Among the public safety concerns posed by the sidewalk and roadside food vendors are fire risks posed by open-flame stoves and roadside and traffic safety. | Credit: Santa Barbara County Sheriff’s Office

The county supervisors voted in favor of a six-month test program to ramp up health enforcement actions against the growing number of off-the-grid food vendors sprouting up at well-traveled intersections throughout the county. Under the new measure, county environmental health inspectors — accompanied by public works staffers and a sheriff’s deputy — will be authorized to confiscate and store meat and other foodstuffs sold by such vendors, as well as awnings, stoves, gas canisters, and even trucks.

County Supervisor Joan Hartmann noted that these operations have popped up along Highway 154 — already notorious for its number of car crashes — and Highway 246. On evenings when Santa Ynez High School has sports or other events, these operators cook on open-flame grills right across from the school, she said, dumping the grease and trash on the roadside. In the past seven years, the state legislature has passed three bills designed to decriminalize — and encourage — street food vending operations, long considered entrepreneurial launching pads for immigrants. The bills tied the hands of local health officials, but even they don’t allow open-flame, raw-meat operations.

Enforcement has also been confounded by jurisdictional confusion. Are they on city or unincorporated county land, and what is the agency responsible for law enforcement?

The new ordinance — a six-month trial effort — will provide $42,000 to cover the cost of storage for confiscated goods, and it clarifies where such pop-up businesses can legally operate. Supervisor Bob Nelson pointedly stressed that most health inspectors work 9-to-5 shifts, which doesn’t mesh with pop-ups that operate mostly at night and weekends. If that is not changed, he stated, the overtime costs will make budget deliberations even more painful. Nelson asked why supervisors didn’t act sooner, noting that a task force including the District Attorney, the sheriff, Public Works, and Environmental Health Services all reached some agreement a year ago. 

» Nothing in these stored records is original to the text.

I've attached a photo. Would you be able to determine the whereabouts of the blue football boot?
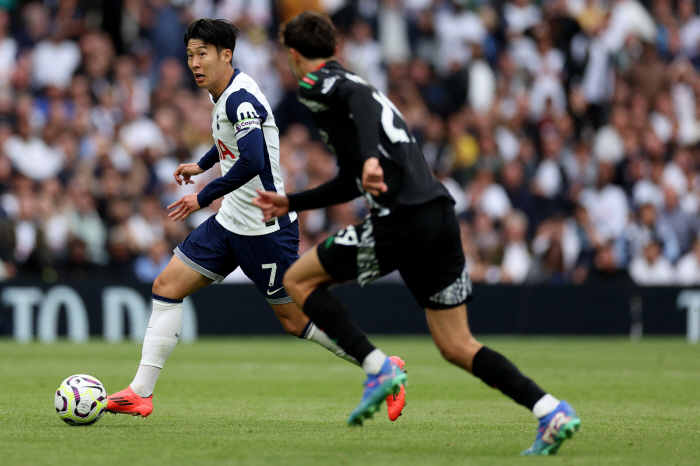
[348,358,407,426]
[521,401,581,455]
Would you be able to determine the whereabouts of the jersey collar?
[211,68,241,103]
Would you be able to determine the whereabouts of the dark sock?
[304,288,375,364]
[472,346,546,410]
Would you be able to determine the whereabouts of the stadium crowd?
[0,0,700,285]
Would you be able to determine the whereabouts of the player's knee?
[281,319,306,337]
[282,269,299,294]
[151,274,168,296]
[437,339,479,370]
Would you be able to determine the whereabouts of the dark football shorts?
[173,215,299,304]
[317,199,472,309]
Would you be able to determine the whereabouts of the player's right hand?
[253,189,289,222]
[173,163,204,186]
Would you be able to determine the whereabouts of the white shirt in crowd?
[629,255,676,286]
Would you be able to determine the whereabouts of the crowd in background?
[0,0,700,285]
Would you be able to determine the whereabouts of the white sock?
[532,393,560,419]
[131,298,182,396]
[362,348,387,375]
[302,322,360,366]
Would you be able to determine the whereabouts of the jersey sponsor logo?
[216,139,236,160]
[321,76,338,94]
[267,286,284,296]
[236,102,260,121]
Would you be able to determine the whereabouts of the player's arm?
[197,128,265,208]
[173,145,219,186]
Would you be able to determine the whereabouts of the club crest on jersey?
[236,102,260,121]
[236,119,260,132]
[321,76,338,94]
[216,139,236,160]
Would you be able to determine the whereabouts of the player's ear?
[221,49,233,63]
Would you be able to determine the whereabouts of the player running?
[254,12,581,455]
[107,19,404,420]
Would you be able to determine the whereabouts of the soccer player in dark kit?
[253,11,581,455]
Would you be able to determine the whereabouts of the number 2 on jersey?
[372,91,411,144]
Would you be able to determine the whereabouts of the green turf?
[0,337,700,466]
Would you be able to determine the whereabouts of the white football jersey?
[212,69,297,236]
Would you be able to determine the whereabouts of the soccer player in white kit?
[107,19,404,417]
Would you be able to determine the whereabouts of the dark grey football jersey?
[289,61,452,216]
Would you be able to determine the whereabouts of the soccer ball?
[54,374,107,426]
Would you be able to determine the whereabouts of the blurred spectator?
[585,244,632,285]
[629,238,676,286]
[615,203,680,267]
[0,0,700,284]
[659,186,700,254]
[501,211,532,285]
[676,237,700,286]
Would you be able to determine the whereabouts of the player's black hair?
[280,11,336,58]
[185,18,239,53]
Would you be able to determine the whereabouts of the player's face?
[187,39,231,90]
[284,47,304,81]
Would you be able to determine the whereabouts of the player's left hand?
[362,157,389,196]
[168,193,201,221]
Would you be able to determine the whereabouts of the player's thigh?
[153,256,213,299]
[271,302,309,337]
[231,222,299,304]
[173,215,238,282]
[316,217,401,286]
[284,246,336,307]
[398,201,472,310]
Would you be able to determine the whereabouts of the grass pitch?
[0,337,700,466]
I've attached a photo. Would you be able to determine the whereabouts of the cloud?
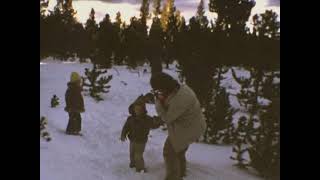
[268,0,280,6]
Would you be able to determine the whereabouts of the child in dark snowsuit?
[65,72,84,135]
[121,95,163,172]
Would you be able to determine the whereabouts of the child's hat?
[70,72,81,82]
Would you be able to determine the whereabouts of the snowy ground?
[40,61,261,180]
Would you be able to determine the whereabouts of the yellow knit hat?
[70,72,81,83]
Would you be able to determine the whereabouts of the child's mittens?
[153,116,165,126]
[120,136,127,142]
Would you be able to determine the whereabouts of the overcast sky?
[49,0,280,23]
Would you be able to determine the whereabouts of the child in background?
[121,98,163,172]
[65,72,84,135]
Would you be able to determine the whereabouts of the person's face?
[134,105,143,115]
[153,90,166,100]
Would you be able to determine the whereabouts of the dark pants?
[130,141,146,171]
[66,112,81,133]
[163,138,188,180]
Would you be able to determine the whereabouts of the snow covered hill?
[40,61,261,180]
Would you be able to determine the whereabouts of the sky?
[49,0,280,26]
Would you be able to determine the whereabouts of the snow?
[40,59,261,180]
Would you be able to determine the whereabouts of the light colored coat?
[155,85,207,152]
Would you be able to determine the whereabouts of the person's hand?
[120,136,127,142]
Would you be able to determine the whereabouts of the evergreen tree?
[248,97,280,179]
[232,67,280,177]
[148,17,164,74]
[124,17,147,68]
[95,14,117,68]
[204,85,236,144]
[140,0,151,24]
[209,0,255,36]
[153,0,161,17]
[252,10,280,39]
[113,12,125,65]
[51,94,60,108]
[40,0,49,58]
[160,0,175,32]
[40,116,51,142]
[196,0,209,27]
[83,64,112,101]
[85,8,98,61]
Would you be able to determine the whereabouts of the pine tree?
[148,17,164,74]
[95,14,117,68]
[40,0,49,58]
[196,0,209,27]
[140,0,151,24]
[160,0,175,32]
[83,64,112,101]
[209,0,255,36]
[113,12,125,65]
[230,116,249,168]
[204,88,236,144]
[85,8,98,61]
[51,94,60,108]
[232,67,280,177]
[248,97,280,179]
[252,10,280,39]
[153,0,161,17]
[123,17,147,68]
[40,116,51,142]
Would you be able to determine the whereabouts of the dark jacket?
[65,82,84,113]
[121,114,162,143]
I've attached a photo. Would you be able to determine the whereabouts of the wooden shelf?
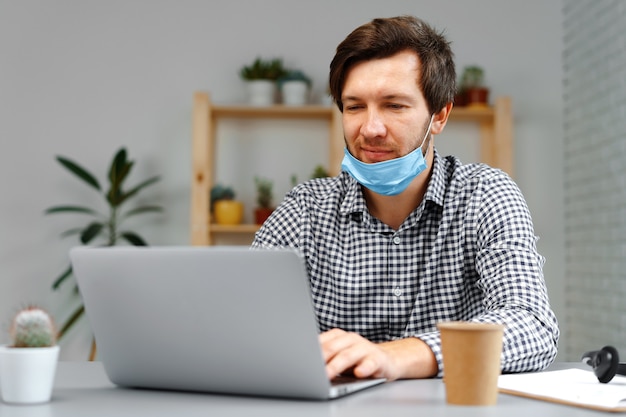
[211,105,333,120]
[210,223,261,234]
[191,92,514,245]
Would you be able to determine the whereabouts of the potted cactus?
[0,306,59,404]
[254,177,274,224]
[211,184,243,225]
[239,57,286,106]
[278,70,311,106]
[455,65,489,106]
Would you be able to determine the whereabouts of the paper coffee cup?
[437,321,504,405]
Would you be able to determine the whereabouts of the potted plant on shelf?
[239,57,287,106]
[278,70,311,106]
[211,184,243,225]
[455,65,489,106]
[45,148,162,360]
[0,306,59,404]
[254,177,274,224]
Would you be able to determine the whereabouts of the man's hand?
[320,329,438,381]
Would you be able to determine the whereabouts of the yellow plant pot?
[213,200,243,224]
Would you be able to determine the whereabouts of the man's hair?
[328,16,456,114]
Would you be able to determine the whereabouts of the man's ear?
[430,102,452,135]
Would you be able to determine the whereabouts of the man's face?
[341,51,430,163]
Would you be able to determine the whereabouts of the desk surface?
[0,362,607,417]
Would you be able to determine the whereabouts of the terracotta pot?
[254,207,274,224]
[213,200,243,225]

The supervisors heard from frustrated owners of seven Santa Maria Mexican restaurants, outraged at having to compete with “bootleg” operators who don’t pass public health inspection, don’t pay taxes, don’t pay workman’s comp, and who, in many cases, run backyard operations out of private homes where alcohol is sold.

According to county statistics, 58 such inspections took place last year with 129 notices of violations issued and 4,200 pounds of foodstuffs seized due to safety concerns. Only one operator petitioned to get his meat returned.